Reprintable only with permission from the author.
Joseph Haydn wrote his six opus 20 quartets in 1772, when he was forty years old. At that time he had been the court composer to Count Esterhazy for twelve years, and was to fill that position for a total of thirty. “I was completely secluded from the world,” he said of those years, so that “nobody was nearby who could distract me or confuse me about myself; in this way I became original.” Coming fast on the heels of two earlier sets (opus 9 and opus 17), the opus 20 quartets are arguably Haydn’s first quartet masterpieces. They make the fullest use of four completely independent voices (in his earlier quartets Haydn would often fuse the viola and cello parts together to be one line), employ a much expanded range of texture and dynamics, and show for the first time the composer’s flexibility in phrase length and structure, with all its attendant capacity for wit and surprise.

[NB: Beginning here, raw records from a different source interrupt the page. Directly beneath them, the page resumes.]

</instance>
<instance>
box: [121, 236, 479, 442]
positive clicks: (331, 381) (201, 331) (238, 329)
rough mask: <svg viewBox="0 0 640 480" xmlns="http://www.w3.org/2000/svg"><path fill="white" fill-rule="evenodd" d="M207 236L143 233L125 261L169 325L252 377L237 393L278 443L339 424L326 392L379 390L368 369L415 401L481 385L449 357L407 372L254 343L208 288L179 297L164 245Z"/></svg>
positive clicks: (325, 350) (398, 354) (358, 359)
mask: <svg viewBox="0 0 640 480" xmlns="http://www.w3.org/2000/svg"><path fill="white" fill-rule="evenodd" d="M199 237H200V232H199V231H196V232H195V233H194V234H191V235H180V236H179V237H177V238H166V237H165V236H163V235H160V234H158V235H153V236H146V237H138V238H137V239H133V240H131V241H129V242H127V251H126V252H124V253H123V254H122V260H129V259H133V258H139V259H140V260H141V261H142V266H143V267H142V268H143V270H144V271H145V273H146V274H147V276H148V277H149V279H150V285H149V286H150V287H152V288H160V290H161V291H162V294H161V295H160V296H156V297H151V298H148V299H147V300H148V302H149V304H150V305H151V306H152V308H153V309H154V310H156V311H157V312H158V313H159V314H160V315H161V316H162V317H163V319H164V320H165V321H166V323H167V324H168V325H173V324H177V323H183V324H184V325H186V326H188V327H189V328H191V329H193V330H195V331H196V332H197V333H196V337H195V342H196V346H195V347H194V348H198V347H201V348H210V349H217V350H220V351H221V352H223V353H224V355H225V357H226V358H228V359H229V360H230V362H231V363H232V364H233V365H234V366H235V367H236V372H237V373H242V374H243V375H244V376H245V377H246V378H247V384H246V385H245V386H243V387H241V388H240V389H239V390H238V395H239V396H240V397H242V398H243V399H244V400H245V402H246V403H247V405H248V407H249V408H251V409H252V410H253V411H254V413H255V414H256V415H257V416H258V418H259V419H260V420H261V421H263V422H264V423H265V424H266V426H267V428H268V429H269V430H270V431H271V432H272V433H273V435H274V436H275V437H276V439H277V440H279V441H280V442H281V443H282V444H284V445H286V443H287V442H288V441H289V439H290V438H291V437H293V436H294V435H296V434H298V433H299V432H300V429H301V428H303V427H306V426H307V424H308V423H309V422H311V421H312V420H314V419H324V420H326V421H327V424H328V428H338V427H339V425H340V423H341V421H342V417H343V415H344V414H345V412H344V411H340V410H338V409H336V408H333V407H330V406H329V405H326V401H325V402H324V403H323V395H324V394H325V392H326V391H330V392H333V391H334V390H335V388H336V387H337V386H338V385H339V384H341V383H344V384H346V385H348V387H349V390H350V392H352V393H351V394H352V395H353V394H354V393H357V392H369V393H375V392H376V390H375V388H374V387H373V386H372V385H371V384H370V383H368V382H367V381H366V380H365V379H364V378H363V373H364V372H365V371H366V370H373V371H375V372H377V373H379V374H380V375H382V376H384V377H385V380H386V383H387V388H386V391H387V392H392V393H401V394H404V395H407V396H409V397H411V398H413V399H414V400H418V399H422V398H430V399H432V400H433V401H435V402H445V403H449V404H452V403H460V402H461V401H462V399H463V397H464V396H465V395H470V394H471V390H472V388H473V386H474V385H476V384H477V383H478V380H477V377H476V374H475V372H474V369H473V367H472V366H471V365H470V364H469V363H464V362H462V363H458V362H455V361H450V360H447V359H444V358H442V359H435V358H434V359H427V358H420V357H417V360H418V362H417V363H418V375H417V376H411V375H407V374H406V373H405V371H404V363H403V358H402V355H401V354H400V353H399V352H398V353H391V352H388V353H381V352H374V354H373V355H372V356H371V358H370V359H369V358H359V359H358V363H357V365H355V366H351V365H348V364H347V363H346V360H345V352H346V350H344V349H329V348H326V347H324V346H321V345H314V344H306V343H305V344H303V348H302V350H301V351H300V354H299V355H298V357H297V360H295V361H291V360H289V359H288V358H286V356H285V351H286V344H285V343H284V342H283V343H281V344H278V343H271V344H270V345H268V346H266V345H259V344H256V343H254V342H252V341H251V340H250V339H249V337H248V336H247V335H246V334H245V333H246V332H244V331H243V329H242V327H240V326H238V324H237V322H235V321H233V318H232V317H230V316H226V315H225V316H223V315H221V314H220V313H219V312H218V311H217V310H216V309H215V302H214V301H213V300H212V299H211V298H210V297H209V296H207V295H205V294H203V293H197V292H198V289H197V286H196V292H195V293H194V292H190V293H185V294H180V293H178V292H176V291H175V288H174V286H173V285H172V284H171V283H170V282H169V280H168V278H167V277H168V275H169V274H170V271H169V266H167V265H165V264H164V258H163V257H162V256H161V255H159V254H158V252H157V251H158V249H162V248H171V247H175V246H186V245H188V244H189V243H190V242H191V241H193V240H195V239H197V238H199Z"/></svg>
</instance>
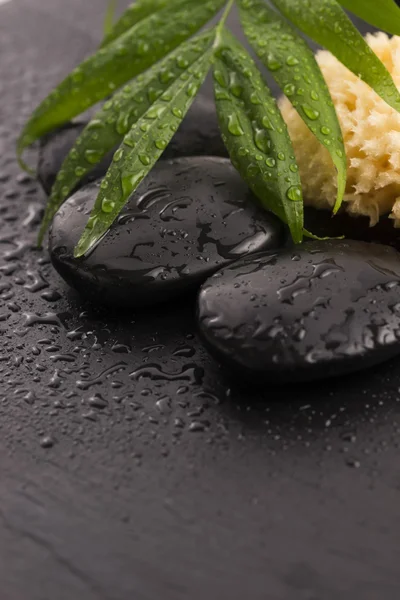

The set’s nickname, the “Sun Quartets”, is due merely to the sun that was displayed on the cover of the first edition; the name even seems somewhat misleading, since two of the quartets are in darker, minor keys (it was more the custom to have only one minor-key work in a set at this time), and since the many bright moments in these works are well balanced by passages that are more learned, convoluted, and experimental.
The key of G minor had tragic connotations for Haydn’s great contemporary, Mozart, as one can hear clearly in his 40th Symphony or his G minor Viola Quintet. Haydn does not seem to have shared Mozart’s feelings about this key. In the opus 20 #3 Quartet, as in its later counterpart, the “Rider” Quartet, Haydn couples the key of G minor with a spirited, feisty attitude, sometimes even turbulent and stormy; there is never that sense of fatefulness, of deep sorrow, that the younger composer was to bring. The first movement opens with a figure that is distinguished by a number of jagged leaps up and down, which immediately set a kind of combative tone. By the eleventh bar the composer has already steered the work into a sunnier major key, a sure sign that the movement will be pithy and succinct. The most extraordinary aspect of this movement, however, is its penchant for stopping short in its tracks. Even by Haydn’s standards — he was a master of sudden silences — this movement, especially in its development, is dotted with these quick stops.
Into each silence falls a hushed declaration by the whole quartet in unison, evoking a Greek chorus commenting on the actions of the play’s indecisive hero. The dialectic between the forceful main mood and the quiet “commenter” is really what forms the drama of this first movement.
The minuet is perhaps a shade more serious. It is distinguished by phrases of irregular length — a favorite habit of Haydn’s which gives the music an unconstrained, rhetorical air — and by a rather beautiful trio section in which lyrical counterpoint in the lower three instruments unfolds against a tracery of first-violin eighth-notes. The movement ends in a fading, mournful major key, marked “perdendosi”, or “dying away”.
The slow, third movement opens like a hymn, with a stately, rising figure in the first violin accompanied by simple chords. The main contrasting idea appears soon after: a tender, twisting line of sixteenth-notes in the cello, the accompaniment now celestial in the high upper strings. These two themes alternate persistently throughout the movement, seeming to suggest an elevated sermon from the individual, the grave response from the multitude.
The finale is a fiery Allegro with strong Gypsy undertones. Despite the minor key, an atmosphere of dark-hued merrymaking prevails. As in the first movement, there are copious sudden stops, sometimes dramatic, sometimes humorous, which keep the listener constantly guessing. A twittering, almost irritable motif, which is first heard right away in the first violin part, becomes a kind of ubiquitous comic leitmotif, refusing to go away; and in fact it has the last word, mumbled in the cello’s lowest register as the quartet comes to a close.